Nem tudo é cor-de-rosa
Não devemos cair na tentação de desvalorizar o contributo do setor privado para o desenvolvimento de inúmeras tecnologias, incluindo as citadas em cima. Mas seria útil contarmos uma história menos preto/branco acerca do papel do Estado e das empresas. A Apple recebeu apoio do Estado norte-americano, o desenvolvimento do algoritmo da Google beneficiou dos esforços da National Science Foundation, a evolução das energias renováveis dependeu, em grande medida, do apoio público.
Claro que pelo caminho nem tudo corre bem. Um dos casos que mais pressionou Barack Obama durante a sua campanha para ser reeleito em 2012 foi a falência da Solyndra, uma fabricante de nova tecnologia para painéis solares, que recebeu mais de 500 milhões de dólares em apoios do Estado. Menos debatido é o facto de o mesmo programa de empréstimos ter concedido 465 milhões à Tesla. No total, as três empresas de Elon Musk – Tesla, SpaceX e SolarCity – receberam subsídios de quase cinco mil milhões de dólares.

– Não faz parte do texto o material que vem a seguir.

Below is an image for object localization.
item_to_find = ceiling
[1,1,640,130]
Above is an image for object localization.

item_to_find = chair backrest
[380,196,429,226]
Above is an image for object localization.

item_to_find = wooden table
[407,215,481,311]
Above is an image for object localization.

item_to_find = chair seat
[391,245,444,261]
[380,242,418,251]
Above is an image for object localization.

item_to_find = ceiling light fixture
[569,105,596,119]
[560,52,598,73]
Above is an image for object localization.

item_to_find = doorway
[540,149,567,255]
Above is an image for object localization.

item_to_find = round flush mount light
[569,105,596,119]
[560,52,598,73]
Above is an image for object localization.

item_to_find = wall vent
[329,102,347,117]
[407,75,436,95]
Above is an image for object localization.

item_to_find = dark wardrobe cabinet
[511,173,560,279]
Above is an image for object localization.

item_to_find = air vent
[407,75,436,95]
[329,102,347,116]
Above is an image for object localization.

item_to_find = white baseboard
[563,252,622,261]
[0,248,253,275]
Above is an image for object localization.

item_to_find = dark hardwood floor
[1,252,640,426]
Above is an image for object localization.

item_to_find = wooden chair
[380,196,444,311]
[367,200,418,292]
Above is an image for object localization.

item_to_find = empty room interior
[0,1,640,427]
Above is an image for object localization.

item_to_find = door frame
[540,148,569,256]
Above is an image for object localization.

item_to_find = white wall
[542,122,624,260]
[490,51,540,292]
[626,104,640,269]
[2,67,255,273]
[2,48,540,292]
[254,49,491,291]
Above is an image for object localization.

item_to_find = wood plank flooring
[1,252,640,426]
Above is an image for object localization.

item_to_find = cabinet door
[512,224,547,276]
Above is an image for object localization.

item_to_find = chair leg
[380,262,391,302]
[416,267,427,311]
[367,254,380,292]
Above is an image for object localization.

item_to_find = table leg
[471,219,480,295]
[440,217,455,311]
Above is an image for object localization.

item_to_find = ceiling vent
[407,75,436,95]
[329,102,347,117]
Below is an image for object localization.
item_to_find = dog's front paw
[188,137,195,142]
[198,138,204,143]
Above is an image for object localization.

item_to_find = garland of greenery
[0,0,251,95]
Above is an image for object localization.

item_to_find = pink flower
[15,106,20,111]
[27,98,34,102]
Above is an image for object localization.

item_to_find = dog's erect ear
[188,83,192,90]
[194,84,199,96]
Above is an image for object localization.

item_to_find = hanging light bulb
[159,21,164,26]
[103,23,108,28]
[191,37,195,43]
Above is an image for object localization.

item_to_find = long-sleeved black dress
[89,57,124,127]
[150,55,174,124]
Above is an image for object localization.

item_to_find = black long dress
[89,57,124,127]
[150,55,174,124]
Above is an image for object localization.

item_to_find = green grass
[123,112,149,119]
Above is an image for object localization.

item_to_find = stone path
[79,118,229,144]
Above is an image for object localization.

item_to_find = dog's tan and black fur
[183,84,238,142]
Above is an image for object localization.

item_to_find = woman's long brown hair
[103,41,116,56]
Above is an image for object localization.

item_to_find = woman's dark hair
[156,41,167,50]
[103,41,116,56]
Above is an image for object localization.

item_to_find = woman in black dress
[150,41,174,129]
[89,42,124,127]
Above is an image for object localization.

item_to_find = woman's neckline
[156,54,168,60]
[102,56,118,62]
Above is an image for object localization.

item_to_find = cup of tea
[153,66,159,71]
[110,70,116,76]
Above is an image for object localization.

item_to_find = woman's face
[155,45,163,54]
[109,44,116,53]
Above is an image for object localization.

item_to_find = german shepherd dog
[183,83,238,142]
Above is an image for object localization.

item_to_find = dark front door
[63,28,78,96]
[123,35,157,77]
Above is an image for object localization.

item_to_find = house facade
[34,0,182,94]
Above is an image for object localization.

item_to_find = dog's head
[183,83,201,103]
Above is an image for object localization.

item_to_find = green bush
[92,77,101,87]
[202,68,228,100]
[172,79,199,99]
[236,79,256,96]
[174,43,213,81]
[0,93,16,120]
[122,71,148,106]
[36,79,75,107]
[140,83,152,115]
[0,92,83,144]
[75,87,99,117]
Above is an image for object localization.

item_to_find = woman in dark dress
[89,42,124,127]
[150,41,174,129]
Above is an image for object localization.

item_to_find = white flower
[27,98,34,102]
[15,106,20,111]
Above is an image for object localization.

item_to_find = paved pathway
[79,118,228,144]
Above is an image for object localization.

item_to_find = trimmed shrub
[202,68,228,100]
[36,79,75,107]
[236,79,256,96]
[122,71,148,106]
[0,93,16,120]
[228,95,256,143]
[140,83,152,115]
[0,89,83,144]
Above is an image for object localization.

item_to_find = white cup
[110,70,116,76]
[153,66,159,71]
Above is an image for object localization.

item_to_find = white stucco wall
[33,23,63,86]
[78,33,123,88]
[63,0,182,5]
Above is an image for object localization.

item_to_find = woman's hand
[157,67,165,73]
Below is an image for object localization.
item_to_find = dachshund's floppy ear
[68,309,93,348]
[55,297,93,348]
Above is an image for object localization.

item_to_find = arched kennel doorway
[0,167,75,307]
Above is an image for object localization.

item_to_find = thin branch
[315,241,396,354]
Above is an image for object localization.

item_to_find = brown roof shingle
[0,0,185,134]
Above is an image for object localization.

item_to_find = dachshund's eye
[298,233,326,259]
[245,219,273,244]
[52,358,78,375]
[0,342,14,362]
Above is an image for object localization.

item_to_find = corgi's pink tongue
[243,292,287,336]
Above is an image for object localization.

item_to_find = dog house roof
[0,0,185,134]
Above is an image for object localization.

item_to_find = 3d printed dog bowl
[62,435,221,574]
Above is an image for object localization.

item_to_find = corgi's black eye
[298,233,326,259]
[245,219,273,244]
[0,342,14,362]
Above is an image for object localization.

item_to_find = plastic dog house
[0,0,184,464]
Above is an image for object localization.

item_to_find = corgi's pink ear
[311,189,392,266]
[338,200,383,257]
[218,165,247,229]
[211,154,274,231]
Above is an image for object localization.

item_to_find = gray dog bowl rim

“Porque é que os contribuintes não sabem que também financiaram a Tesla? Não teria mudado a narrativa e a perceção daquilo que os burocratas em Washington andam a fazer?”, questiona Mazzucato, numa entrevista ao podcast do Freakonomics. “Eles não só falharam no marketing, como não explicaram aos cidadãos dos EUA todos estes investimentos bem-sucedidos.”
No entanto, embora o debate seja saudável, é justo notar que Mazzucato desvaloriza a falta de eficiência (desperdício?) que acompanha alguma da atividade do Estado. Mais problemático ainda, como tomar em conta o risco de incompetência e corrupção na utilização do dinheiro dos contribuintes? Não faltam exemplos por todo o mundo, mas basta olharmos para Portugal. Além disso, não é por acaso, que muitos dos exemplos em cima vêm dos EUA. Será que o novo modelo de Estado proposto pela economista faz sentido em países com menos poder de fogo científico e tecnológico, como Portugal? Por último, muita desta inovação vinda do setor público parece ter-se concentrado nas primeiras décadas da segunda metade do século XX. Será que o Estado perdeu essa capacidade ou nós é que lhe tirámos os dentes?
Contudo, Mazzucato está longe de ser uma radical. Questionada diretamente pela VISÃO, ela recusa o epíteto de “anti-capitalista”. “Não é capitalismo vs. socialismo. É tornar o capitalismo mais inclusivo e mais sustentável”, sublinha.
Não estou a dizer para voltarmos aos anos 70 e nacionalizar tudo, isso não correria bem. Falo de termos um melhor acordo. Mas isso só se consegue quando se pensa em todos os atores como criadores de valor. Se o Estado assume que está lá apenas para facilitar, autorizar, redistribuir e corrigir em vez de ser um criador de valor, isso é um ponto de partida negocial mais complicado.
Se este conjunto de ideias parece hoje radical, talvez o problema não esteja propriamente com Mariana Mazzucato.